Naomi and her mother have just moved to a new town where they don't know anyone, and Naomi's mom can persuade her to deliver shalach manot (gifts of food traditionally delivered on Purim) to total strangers only by promising Naomi she can stay up late to bake hamantaschen (the pastry traditionally eaten on Purim). Naomi's mom certainly seems to understand the importance of turning things upside-down, one of the principles of Purim: she says shopping for Purim candy is more important than unpacking the boxes, and she dresses up as the Queen of Hearts to hear the megillah read at the synagogue. But would she really forget that Naomi's seventh birthday falls on Purim this year? While predictable, Simpson's (The Shabbat Box) story illustrates the traditions associated with the holiday, and an afterword explains its biblical and historical roots. Unfortunately, Church's tidy art accentuates the improbable elements of the plot: Naomi's mom creates impossibly perfect impromptu costumes and decorations, and every detail of the surprise birthday party that materializes for Naomi looks like it's been painstakingly crafted by experts. Ages 3-8. (Jan.) Copyright 2004 Reed Business Information.
School Library Journal
K-Gr 4-When Naomi Levin moves to a new town three days before her seventh birthday and the Jewish holiday of Purim, she struggles with the discomfort of being a stranger in a strange place. Her mother suggests that they break the ice with their new neighbors by giving them traditional Purim treats. For two days they ignore the moving boxes and set to baking hamantaschen, buying candy, packing up the goodies, and delivering them to every Jewish family in town. What Naomi doesn't know is that an invitation to celebrate her birthday is included with the sweets, resulting in a wonderful Purim surprise party complete with costumes, gifts, and lots of new friends. Though somewhat stilted, the cheerful illustrations successfully convey the loving relationship between parent and child.

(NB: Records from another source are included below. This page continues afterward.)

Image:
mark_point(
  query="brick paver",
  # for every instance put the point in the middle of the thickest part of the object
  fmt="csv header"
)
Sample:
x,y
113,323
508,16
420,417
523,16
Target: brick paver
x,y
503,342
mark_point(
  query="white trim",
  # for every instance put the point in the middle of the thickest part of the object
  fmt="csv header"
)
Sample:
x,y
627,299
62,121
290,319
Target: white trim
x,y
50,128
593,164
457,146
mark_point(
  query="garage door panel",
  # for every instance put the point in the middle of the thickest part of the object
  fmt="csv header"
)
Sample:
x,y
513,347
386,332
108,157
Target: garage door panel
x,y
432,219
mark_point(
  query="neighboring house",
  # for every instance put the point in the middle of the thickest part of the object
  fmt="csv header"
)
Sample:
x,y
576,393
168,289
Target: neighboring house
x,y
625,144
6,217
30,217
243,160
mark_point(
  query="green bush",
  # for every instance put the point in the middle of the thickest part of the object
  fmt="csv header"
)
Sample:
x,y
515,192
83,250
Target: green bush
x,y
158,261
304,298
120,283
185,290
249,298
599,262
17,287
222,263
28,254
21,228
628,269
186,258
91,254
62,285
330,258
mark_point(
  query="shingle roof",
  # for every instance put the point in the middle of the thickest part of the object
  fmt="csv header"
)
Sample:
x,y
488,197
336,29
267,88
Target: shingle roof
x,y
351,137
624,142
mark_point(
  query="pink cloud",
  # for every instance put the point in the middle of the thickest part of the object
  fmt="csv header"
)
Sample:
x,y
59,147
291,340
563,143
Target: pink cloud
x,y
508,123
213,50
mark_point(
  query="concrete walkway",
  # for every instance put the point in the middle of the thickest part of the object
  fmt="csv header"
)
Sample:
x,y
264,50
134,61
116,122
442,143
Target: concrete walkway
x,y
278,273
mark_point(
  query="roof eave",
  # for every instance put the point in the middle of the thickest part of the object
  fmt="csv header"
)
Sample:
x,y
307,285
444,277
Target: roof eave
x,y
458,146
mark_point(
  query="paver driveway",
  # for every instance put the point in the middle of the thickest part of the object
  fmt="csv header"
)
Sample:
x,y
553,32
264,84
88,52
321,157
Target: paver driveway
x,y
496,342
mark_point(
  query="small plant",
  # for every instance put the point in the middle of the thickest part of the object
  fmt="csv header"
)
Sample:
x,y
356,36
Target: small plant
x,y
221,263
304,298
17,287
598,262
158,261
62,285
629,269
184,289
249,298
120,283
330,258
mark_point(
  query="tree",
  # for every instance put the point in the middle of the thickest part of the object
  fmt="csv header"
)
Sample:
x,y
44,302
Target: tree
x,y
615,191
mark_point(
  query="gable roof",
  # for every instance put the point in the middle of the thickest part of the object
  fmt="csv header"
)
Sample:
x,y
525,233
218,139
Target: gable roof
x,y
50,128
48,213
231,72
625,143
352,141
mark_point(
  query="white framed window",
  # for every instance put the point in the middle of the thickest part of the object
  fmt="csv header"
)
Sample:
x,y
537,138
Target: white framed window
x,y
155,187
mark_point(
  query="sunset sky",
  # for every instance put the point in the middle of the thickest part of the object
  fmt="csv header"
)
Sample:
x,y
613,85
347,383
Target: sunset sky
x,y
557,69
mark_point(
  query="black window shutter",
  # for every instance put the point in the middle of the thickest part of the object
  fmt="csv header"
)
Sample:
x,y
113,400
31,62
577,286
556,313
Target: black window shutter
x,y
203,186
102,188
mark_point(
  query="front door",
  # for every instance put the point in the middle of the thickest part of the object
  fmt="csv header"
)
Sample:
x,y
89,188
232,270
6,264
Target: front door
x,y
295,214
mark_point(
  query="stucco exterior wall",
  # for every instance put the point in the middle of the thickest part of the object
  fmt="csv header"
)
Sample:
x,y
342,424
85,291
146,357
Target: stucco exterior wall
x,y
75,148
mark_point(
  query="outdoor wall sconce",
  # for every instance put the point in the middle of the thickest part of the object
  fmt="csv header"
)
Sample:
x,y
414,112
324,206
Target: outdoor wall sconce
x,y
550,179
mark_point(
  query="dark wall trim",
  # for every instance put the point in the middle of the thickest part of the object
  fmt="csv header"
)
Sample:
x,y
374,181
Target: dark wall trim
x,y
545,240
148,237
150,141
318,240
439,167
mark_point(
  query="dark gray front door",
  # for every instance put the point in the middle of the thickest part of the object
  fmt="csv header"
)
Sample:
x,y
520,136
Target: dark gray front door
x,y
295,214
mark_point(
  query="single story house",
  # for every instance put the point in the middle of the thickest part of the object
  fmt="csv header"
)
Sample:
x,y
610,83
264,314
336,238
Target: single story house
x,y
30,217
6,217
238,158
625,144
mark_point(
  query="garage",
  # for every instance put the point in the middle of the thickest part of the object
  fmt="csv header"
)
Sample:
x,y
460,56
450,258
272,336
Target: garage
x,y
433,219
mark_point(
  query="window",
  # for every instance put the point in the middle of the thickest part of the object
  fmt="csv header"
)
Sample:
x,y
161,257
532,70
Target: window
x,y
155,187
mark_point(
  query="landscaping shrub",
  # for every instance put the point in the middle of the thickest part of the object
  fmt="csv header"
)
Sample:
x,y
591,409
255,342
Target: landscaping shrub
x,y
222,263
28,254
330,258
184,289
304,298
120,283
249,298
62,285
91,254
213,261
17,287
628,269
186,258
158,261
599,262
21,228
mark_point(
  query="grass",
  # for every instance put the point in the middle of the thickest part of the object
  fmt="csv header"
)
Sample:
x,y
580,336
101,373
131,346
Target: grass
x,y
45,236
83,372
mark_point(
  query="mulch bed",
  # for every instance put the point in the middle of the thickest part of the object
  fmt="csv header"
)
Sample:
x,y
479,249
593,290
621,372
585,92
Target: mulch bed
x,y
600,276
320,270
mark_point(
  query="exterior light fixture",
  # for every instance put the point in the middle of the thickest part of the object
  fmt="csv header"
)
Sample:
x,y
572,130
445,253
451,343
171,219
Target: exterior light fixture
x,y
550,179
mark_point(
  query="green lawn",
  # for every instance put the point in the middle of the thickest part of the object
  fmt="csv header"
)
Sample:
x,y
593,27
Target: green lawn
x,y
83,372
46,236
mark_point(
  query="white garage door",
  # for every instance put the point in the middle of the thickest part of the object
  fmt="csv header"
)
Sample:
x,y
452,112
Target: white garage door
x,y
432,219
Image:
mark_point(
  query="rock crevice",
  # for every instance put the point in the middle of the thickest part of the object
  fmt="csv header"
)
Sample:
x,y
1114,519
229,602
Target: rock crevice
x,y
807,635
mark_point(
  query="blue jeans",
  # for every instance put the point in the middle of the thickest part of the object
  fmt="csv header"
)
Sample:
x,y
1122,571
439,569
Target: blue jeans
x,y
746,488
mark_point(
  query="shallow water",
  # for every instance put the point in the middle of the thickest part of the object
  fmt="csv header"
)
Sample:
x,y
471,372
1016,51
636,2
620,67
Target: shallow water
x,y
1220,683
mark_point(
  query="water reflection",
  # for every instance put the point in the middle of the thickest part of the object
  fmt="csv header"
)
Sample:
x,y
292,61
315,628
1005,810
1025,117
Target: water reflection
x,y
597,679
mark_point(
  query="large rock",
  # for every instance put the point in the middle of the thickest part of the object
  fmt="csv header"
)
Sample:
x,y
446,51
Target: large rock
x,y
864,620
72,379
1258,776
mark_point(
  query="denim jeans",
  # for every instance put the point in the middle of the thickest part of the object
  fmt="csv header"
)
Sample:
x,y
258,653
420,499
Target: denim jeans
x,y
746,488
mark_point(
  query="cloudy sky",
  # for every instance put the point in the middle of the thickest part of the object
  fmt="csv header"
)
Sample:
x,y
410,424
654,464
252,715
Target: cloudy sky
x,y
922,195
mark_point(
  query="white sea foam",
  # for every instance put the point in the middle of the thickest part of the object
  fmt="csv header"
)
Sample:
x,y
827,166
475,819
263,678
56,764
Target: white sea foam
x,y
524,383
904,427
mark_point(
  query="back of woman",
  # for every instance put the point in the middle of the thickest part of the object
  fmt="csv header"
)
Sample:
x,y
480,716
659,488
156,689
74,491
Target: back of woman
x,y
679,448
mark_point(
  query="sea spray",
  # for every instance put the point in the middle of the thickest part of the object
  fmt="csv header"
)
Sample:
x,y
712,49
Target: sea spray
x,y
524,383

More than a simple holiday tale, this is a satisfying story about the value of giving.-Teri Markson, Stephen S. Wise Temple Elementary School, Los Angeles Copyright 2004 Reed Business Information.
Lesley Simpson is a Canadian journalist and picture book writer. Her previous books include The Shabbat Box and The Purim Surprise. Lesley has taught journalism and creative writing at Canadian universities. She lives in Toronto, Canada.